0
votes

I'm now trying to precompile a Julia module so that it may run faster. However, it seems strange to me that writing __precompile__() before the module declaration doesn't seem to have produced any cache file in the folder.

Then, I tried to call the function Base.compilecache with the following steps:

  1. Launch the REPL in the project folder
  2. include("M.jl")
  3. Base.compilecache("M")

However, even though the first two steps finish without problems and that I can actually run the functions defined within the module, the third step complains "ERROR: ArgumentError: M not found in path", and I still can't seem to generate any cache for the module.

What did I do wrong here?

1
btw, I assume this is just a typo in the question itself, but the instruction is __precompile__(), not __precompile()__ - Tasos Papastylianou
@TasosPapastylianou Sure, that was a typo. - xji

1 Answers

1
votes

Compiled modules are produced in a user-defined place, in linux typically ~/.julia/lib/v0.6/. I'm sure if you look in there you will find .ji files corresponding to precompiled versions of your modules.

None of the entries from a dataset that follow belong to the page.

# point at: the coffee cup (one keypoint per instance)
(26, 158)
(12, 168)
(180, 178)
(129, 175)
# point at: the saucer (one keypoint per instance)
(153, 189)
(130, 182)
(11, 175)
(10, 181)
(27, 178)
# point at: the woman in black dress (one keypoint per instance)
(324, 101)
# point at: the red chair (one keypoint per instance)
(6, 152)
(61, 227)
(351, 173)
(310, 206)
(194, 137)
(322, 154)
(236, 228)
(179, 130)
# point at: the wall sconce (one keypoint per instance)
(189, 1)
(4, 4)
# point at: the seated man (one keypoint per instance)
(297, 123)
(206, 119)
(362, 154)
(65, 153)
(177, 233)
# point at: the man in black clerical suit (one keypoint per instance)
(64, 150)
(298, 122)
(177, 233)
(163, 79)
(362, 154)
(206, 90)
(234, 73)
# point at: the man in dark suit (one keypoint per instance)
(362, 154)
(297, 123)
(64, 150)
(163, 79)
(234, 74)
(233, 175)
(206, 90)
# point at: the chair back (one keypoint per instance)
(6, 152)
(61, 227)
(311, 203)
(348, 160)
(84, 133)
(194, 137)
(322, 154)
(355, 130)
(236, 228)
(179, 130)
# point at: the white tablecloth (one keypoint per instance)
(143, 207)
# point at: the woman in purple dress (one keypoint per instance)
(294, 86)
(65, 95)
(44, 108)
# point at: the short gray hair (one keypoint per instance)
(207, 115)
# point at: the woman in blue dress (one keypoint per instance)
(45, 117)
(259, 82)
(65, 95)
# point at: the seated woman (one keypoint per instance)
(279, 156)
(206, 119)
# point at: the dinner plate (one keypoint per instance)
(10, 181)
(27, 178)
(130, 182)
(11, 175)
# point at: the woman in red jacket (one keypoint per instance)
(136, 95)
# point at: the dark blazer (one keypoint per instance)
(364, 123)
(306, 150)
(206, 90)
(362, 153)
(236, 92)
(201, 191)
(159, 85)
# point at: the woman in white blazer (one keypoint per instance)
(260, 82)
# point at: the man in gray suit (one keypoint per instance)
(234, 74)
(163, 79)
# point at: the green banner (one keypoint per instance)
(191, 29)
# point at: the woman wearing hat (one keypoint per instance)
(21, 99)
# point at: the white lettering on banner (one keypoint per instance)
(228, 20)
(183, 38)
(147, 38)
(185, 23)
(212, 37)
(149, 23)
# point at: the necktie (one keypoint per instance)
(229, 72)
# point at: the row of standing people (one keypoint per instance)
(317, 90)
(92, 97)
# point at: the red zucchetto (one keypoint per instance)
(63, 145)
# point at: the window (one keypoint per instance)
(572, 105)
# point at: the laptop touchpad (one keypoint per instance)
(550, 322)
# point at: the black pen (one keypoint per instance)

Remove one and try importing again in a julia session to confirm that it will attempt to precompile all over again; if it does, it means your __precompile__() directive is working.

Furthermore, be careful to push! the path of your custom module (i.e. the source code .jl part, not the path for the precompiled .ji files) to the LOAD_PATH (i.e. push!(LOAD_PATH, "./") ) if this is not 'installed' in the default place (typically ~/.julia/v0.6/). Julia needs access to both when you're about to import the module.